A biscuit manufacturing factory is planning to produce a series of biscuits for Christmas. Using the same roll of dough, the factory aims to create various biscuits of different sizes and shapes. The goal is to maximize biscuit production from a single roll while ensuring the highest possible profit.
To achieve this goal, we have the following information :
- The roll of dough has a predefined rectangular length, referred to as ’LENGTH’, representing a one-dimensional problem.
- The roll may contain irregularities, referred to as defects. Each defect has
- a position ‘x‘
- and a class, which could be one of several types (e.g., ’a’, ’b’, ’c’, ...).
- The factory aims to produce a set of biscuits. Each Biscuit can be produced an infinite number of times, and has :
- a specific size (along the same dimension as the roll)
- a value (price)
- and a threshold for the maximum number of defects of each class it can contain (otherwise it cannot be marketed).
A solution is defined as an arrangement of biscuits along the dough roll. For an arrangement (assignment) to be valid, it must satisfy the following conditions :
- Biscuits must be placed at integer positions.
- No overlapping of biscuits is allowed. For example, if you place a biscuit B1 of size 3 at position ‘x=2‘, no other biscuit can be assigned to positions ‘x=3‘ or ‘x=4‘.
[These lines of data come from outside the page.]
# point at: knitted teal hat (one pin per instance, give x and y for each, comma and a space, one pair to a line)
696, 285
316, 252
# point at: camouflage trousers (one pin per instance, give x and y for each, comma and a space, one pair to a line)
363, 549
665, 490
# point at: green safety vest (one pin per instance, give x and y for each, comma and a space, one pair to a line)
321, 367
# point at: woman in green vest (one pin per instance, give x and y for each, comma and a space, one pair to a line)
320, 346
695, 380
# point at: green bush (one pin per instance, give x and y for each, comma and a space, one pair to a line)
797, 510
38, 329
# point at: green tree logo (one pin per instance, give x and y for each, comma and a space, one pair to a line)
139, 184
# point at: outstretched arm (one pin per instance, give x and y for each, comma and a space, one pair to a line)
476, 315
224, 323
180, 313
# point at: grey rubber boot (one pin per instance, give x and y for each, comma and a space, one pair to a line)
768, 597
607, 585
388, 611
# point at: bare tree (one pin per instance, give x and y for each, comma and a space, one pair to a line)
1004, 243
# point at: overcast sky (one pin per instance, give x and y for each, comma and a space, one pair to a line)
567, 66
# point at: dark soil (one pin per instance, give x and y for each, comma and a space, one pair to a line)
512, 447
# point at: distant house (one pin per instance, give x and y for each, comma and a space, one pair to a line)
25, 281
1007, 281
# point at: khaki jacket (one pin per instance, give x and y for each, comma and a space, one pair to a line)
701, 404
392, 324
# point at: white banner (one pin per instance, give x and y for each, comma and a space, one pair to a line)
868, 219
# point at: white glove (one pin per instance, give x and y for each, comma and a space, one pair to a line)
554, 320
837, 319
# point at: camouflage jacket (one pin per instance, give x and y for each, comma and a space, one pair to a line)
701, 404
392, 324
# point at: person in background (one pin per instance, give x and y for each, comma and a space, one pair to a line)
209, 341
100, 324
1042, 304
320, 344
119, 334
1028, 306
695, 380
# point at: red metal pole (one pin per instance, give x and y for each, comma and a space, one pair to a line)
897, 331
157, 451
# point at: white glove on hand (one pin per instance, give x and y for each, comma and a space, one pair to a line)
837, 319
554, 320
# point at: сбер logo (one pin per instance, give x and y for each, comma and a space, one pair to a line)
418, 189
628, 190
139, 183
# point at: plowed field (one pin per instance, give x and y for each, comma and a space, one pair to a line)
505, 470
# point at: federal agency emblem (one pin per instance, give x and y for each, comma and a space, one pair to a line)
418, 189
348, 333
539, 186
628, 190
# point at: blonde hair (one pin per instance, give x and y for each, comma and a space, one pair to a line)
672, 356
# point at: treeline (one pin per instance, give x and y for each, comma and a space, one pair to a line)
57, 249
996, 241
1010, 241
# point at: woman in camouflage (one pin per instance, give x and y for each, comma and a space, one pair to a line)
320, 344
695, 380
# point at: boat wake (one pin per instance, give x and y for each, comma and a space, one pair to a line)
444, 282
- Each biscuit placed must contain fewer defects (or an equal number) of each class than its permitted thresholds. For instance, if biscuit B1 of size 3 is placed at ‘x=2‘, it covers positions 2, 3 and 4. If there are 3 defects of class ’a’ in these positions, but B1’s threshold for class ’a’ is a maximum of 2 defects, then the assignment is invalid.
- The total size of the assigned biscuits must not exceed the length of the dough roll.
The value of a solution is the sum of the individual values of the biscuits placed on the roll. However, any portion of the dough roll without an assigned biscuit incurs a penalty of −1 per position, reflecting the company’s loss from wasted material. This penalty is subtracted from the overall value of the solution.
For this project, the following assumptions are made :
- The length of the roll of dough is set to 500 units.
- The roll has three classes of defects (’a’, ’b’, and ’c’). The set of defects and their positions on the roll are available in the ’defects.csv’ file.
- The biscuit manufacturing factory aims to produce 4 types of biscuits :
- Biscuit 0 with a length of 4, a value of 3, and maximum allowed defects as {′a′ : 4, ′b′ : 2, ′c′ : 3}
- Biscuit 1 with a length of 8, a value of 12, and maximum allowed defects as {′a′ : 5, ′b′ : 4, ′c′ : 4}
- Biscuit 2 with a length of 2, a value of 1, and maximum allowed defects as {′a′ : 1, ′b′ : 2, ′c′ : 1}
- Biscuit 3 with a length of 5, a value of 8, and maximum allowed defects as {′a′ : 2, ′b′ : 3, ′c′ : 2}
This section outlines the primary goals of the project, focusing on a comprehensive understanding and addressing the challenges of the problem.
- Describe the problem and its challenges
- Clearly articulate the problem at hand and identify the specific challenges it presents. This includes describing the problem, outlining the constraints and stating the goals of the project.
- Formulate and implement the problem using Python.
- Detail the steps taken to translate the problem into a solvable format using Python. Explain the reasoning behind each step and the motivations for the choices made during implementation.
- Propose two alternative problem-solving approaches.
- Present two distinct methods for addressing the problem. Example : Uninformed or Informed search solutions, heuristic methods, local search or constraint satisfaction problem tecnhiques. Provide justification for why each method was selected and how it is relevant for solving the problem.
- You can provide heuristics or approaches that compute a feasible or optimal solution.
- Compare the two proposed approaches in terms of performance (execution time, quality of the proposed solution, etc.)
- Conclusion and reflections :
- Summarize what this project has contributed to your learning experience. Discuss the challenges encountered during the project and how they were addressed. Reflect on any aspects of the project that were particularly insightful or noteworthy.